Broadly and colloquially speaking, hostas are called “Plantain Lilies” or “August Lilies” which are grown as shade tolerant foliage plants, often (not always) with fragrant flowers. They are named after an Austrian botanist, Nicholas Thomas Host. That plant our grandmother’s grew was possibly the basic “Plantaginea”, originating in China, Japan and Korea, then introduced to the United States in the mid-1800’s. The number of cultivars has increased exponentially.
The “Hosta of the Year”, a designation given by the American Hosta Growers is “Stained Glass”: golden with a green margin and fragrant lavender flowers. She also showed us the first hosta to win that title in 1996, a very small type with which you may be familiar: “So Sweet”, with lance shaped mid-green leaves with white margins. Next year’s winner-to-be is very unusual: Abiqua Drinking Gourd hosta, whose leaves are a blue shade and curiously cupped and gathered such that they really do hold water. Donna said that butterflies (and hummers?!) can be seen drinking from the leaves.
Other well known hostas are giants: golden leaved “Sum and Substance” which can become an immense 2 1/2 feet all and 5 feet across and blue-green “Blue Angel”, possibly 3 feet by 4 feet. One of the largest is “Empress Wu” that can achieve a height of 4 feet tall. The leaves can be 18 inches wide, with the plant taking up 6 feet of space! These are compared with diminutive Blue Mouse Ears with greyish-blue to blue-green foliage that only reaches about 8 inches tall by a foot around and “Lemon Zest”, a bright yellow only 5 inches tall by 1 foot circumference. Others shown or mentioned were “Frances Williams” which has rounded blue-green leaves with a golden variegation around the edges, “Marilyn Monroe” with wavy edged grey-green leaves with a white back and red petioles and “Corkscrew” with narrow green leaves that are twisted and fused and “albo marginata” having a deep green leaf centers with brushed white margins.
Hostas can be grown from seed which leads to hybridizing varieties and especially tissue culture. The plants often “sport”–a spontaneous mutation which can actually be removed from the plant and grown on separately. This is a five year process where it is tested for reversion back to the normal plant or if it will remain a stable mutation that can be named.

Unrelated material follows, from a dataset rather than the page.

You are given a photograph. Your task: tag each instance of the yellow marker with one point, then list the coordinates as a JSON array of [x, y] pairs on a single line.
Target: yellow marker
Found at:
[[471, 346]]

As for care, Donna said that hostas can be very forgiving about soil, but it is best to prepare it well with additions of dried horse manure and all sorts of composted material and like average moisture. It is best to site them where they are in shade during the “sun tanning hours” between 11-2 pm. Deer and rodents enjoy munching on hostas as do slugs, which prefer the thinner leaved varieties. She suggested the “wood laid on the ground slug trap”.
Containerized hosta can be overwintered. In fall after the leaves died back, she suggests removing the debris and making sure all moisture in the pot has evaporated out. Make sure the drainage holes are clear. Then, take a plastic sheet and cover the top of the pot, using a bungee cord to secure it. In the spring, once the weather breaks, remove the plastic sheet. You can also overwinter hostas in a cold frame. As for hostas in the ground, let them die back. If they are in soil that drains well over the winter, they should be fine.